Sur le plan de travail, on trouve des dizaines de vieux marteaux, dont certains dotés de nouveaux manches. Sur le sol repose une lourde enclume, fixée à un ressort hélicoïdal massif à l’aide d’une large sangle de serrage. L’enclume est flanquée d’un canon : une réplique à l’échelle d’un canon six livres. Pauwaert me raconte qu’il veut réaliser une œuvre murale avec les marteaux. Quatre rangées de marteaux superposées sur un carrousel frapperaient simultanément. À l’origine, il voulait également fixer au mur l’enclume et le gros ressort, mais il craint que les murs ne soient pas suffisamment solides. « J’aimerais fabriquer une enclume volante », me confie Pauwaert. « Elle devrait reposer sur un puissant ressort que je pourrai tendre et puis lâcher. Et ensuite, je construis un énorme entonnoir pour recueillir l’enclume. » (Voir ill. p. 50-51.)

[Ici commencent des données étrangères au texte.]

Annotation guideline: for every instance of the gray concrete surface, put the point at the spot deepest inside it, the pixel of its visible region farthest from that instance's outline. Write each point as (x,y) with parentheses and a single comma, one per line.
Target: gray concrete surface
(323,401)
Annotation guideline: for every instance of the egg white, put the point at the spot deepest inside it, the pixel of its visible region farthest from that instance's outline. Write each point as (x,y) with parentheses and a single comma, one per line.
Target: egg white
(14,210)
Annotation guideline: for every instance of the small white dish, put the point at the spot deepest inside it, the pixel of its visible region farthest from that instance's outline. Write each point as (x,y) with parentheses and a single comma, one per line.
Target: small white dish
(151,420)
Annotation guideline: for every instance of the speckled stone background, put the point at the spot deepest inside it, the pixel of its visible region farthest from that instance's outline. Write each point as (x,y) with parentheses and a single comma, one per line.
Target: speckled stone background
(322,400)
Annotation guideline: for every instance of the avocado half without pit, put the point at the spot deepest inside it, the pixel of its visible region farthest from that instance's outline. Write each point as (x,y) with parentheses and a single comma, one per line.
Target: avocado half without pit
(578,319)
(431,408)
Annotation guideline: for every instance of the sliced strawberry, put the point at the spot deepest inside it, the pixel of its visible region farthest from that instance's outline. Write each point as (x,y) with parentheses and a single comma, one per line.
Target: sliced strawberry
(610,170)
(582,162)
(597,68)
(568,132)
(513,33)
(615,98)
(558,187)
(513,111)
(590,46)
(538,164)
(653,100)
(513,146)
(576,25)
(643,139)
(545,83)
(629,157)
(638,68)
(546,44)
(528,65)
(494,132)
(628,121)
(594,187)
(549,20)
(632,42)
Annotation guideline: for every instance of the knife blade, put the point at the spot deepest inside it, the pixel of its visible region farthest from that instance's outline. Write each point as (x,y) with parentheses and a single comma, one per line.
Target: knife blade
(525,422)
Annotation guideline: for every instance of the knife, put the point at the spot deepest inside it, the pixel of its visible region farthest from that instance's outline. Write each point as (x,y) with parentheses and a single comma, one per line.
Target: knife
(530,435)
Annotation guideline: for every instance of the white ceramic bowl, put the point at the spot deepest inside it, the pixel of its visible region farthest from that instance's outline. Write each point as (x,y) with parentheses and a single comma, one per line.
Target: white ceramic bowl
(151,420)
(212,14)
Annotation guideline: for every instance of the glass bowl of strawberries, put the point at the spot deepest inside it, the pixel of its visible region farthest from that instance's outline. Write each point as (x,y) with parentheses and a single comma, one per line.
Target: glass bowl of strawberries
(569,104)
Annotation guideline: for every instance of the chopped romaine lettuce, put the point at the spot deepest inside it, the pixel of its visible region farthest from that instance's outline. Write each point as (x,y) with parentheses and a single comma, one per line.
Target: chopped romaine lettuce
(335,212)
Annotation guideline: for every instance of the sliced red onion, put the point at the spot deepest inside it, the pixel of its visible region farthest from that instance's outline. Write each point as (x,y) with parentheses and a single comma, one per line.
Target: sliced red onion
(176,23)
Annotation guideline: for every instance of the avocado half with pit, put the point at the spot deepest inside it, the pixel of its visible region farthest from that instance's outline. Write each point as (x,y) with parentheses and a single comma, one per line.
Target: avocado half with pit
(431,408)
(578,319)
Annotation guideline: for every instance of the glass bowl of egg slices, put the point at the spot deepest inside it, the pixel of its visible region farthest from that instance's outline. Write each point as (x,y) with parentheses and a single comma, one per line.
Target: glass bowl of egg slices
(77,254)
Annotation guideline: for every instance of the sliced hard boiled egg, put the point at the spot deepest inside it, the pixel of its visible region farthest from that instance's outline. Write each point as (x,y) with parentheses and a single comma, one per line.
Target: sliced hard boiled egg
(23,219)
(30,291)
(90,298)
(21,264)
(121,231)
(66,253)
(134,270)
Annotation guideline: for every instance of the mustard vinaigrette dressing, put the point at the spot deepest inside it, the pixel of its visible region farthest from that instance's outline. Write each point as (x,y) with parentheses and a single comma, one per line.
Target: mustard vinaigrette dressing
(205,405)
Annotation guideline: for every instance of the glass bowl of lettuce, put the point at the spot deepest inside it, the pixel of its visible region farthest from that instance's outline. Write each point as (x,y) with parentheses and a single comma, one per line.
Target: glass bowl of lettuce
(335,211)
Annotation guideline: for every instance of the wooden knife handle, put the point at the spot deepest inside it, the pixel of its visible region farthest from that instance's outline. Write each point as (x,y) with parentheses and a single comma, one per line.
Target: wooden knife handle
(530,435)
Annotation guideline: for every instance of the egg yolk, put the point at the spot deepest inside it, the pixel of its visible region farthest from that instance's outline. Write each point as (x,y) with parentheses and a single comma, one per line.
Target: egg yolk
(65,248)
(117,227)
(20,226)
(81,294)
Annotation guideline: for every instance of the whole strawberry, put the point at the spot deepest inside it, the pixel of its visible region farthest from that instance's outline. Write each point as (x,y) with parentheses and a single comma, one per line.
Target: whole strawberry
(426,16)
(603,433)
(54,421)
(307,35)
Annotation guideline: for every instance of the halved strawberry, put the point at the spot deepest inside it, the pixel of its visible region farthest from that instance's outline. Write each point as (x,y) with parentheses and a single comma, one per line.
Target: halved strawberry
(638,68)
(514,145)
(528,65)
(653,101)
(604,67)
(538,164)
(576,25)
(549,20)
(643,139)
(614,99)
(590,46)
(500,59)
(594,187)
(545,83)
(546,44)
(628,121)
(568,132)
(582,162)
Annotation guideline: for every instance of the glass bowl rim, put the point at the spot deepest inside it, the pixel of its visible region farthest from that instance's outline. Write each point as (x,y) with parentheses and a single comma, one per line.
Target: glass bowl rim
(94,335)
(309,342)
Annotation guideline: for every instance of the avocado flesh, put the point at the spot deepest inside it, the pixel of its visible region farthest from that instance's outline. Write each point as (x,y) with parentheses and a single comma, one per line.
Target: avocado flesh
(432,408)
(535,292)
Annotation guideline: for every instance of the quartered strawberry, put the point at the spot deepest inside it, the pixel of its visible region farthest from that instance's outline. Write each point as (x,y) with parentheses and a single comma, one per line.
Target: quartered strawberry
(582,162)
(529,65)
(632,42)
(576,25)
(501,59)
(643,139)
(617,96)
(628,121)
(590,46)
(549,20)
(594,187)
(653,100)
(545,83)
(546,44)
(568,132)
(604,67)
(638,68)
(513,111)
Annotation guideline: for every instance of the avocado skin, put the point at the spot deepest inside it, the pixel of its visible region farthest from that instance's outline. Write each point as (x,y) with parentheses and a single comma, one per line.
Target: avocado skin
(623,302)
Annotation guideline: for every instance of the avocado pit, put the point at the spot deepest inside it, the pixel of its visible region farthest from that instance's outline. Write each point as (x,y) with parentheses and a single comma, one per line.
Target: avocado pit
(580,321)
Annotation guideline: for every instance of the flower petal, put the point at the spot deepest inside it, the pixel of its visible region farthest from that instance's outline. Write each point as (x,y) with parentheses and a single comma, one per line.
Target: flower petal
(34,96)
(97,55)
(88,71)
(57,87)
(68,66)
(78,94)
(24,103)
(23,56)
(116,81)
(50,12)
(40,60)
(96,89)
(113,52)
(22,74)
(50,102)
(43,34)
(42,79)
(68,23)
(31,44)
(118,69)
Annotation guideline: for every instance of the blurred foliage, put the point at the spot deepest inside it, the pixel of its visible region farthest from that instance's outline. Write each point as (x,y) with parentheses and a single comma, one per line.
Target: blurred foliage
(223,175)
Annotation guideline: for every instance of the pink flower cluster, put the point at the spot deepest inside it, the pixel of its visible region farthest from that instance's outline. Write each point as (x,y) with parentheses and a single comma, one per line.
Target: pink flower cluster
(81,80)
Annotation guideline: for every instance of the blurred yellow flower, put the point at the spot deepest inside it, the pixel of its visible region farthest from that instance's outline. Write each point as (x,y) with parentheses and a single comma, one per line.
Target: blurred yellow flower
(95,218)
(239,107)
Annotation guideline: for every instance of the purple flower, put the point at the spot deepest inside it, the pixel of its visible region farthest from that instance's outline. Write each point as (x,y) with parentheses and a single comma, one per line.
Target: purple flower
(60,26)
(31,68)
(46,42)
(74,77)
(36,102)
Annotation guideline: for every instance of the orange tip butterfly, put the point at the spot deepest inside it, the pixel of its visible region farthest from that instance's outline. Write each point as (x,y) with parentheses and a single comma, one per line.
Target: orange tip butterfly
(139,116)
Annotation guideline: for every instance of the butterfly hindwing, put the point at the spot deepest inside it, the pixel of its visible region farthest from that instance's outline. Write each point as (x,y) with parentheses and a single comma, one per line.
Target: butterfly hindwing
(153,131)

Nous marchons vers une pièce attenante. Au fond, je distingue un entonnoir métallique. Pauwaert me montre une petite enclume en étain qu’il a lui-même coulée ; il la dépose et tire avec un pistolet. Je ne vois pas bien ce qui se passe en fait, parce que je suis en train de filmer, mais, de fait, la petite enclume s’envole et retombe dans l’entonnoir. Puis, je vois deux plaques métalliques présentant au milieu un impact causé par un boulet de canon, d’un côté. De l’autre côté, je vois une élégante excroissance.

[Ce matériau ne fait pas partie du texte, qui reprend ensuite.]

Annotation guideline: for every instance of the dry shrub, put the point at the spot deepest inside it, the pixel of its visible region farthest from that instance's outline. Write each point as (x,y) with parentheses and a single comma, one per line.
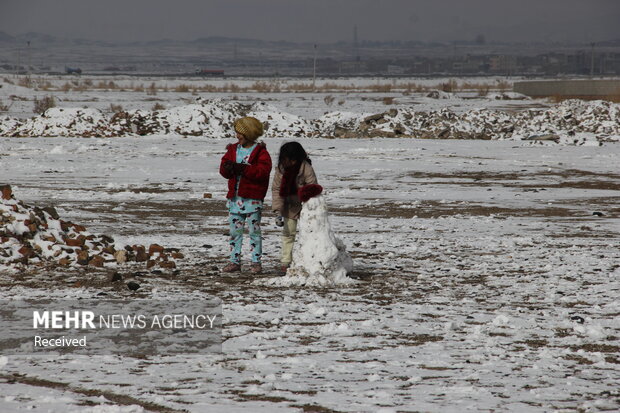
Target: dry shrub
(483,90)
(449,86)
(115,108)
(40,106)
(504,85)
(560,98)
(381,88)
(151,90)
(25,82)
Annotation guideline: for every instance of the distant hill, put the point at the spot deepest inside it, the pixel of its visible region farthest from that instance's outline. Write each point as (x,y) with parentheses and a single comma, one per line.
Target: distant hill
(6,38)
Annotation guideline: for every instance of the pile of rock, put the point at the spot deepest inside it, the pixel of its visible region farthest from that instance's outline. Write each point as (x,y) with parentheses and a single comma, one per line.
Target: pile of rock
(37,236)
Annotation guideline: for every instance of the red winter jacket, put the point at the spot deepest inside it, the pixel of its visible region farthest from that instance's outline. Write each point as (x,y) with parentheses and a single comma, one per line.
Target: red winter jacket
(254,181)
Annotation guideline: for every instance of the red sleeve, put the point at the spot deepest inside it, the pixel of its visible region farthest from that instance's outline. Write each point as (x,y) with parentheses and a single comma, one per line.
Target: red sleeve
(228,156)
(260,169)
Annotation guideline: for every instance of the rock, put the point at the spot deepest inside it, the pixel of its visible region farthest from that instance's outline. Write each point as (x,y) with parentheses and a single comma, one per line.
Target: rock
(74,242)
(167,264)
(26,252)
(120,256)
(155,248)
(96,261)
(116,277)
(133,286)
(578,319)
(373,118)
(140,253)
(7,192)
(52,212)
(83,258)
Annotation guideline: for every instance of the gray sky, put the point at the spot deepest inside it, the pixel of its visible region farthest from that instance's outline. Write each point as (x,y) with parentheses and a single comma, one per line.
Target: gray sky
(316,20)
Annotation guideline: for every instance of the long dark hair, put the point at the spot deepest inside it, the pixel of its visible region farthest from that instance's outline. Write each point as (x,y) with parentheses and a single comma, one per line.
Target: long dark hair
(293,151)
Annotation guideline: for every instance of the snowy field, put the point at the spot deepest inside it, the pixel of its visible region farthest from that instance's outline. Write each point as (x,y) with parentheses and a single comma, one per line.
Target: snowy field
(488,270)
(486,281)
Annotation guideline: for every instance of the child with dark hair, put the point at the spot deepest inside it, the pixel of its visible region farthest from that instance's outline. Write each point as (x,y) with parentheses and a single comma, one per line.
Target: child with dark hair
(247,166)
(293,172)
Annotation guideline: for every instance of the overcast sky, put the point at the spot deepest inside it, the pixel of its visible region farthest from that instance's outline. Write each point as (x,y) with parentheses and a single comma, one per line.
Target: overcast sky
(316,20)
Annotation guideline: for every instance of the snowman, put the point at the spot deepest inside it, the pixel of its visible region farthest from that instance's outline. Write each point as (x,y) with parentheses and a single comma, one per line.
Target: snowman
(319,257)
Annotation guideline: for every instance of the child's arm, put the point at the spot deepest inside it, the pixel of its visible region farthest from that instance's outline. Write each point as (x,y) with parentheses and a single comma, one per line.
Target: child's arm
(277,203)
(260,169)
(309,175)
(226,165)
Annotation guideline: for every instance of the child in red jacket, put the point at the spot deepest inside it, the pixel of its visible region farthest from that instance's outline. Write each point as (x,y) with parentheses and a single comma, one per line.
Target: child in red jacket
(247,166)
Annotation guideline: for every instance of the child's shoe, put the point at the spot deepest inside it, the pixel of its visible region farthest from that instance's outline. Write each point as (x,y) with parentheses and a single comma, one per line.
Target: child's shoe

Joost Pauwaert : Je veux exposer de telles plaques comme preuve sculpturale d’un tir de canon. Mais il faut que de vrais tirs se produisent. Pour la prochaine exposition à Barbé Urbain, je voudrais déclencher en même temps deux canons placés en vis-à-vis dans l’espoir que les deux boulets se touchent. La galerie est oblongue et s’y prête très bien. Sur un côté, cependant, je dois tout de même prévoir un mur en béton de vingt centimètres d’épaisseur avec une porte en acier. Les gens pourront d’abord visiter l’exposition et l’installation. Ensuite, ils sortiront et je déclencherai alors les canons. Je suis, d’ailleurs, en train de faire des tests dans la cave afin de rendre le tir plus précis. Les boulets sont un peu plus petits que le canon, de sorte qu’ils ne restent pas coincés. Mais, de ce fait, il y a du jeu sur la trajectoire. J’envisage également de fabriquer des boulets en bronze pour qu’ils puissent se cabosser l’un l’autre. Mais d’abord, j’apprends à tirer avec plus de précision.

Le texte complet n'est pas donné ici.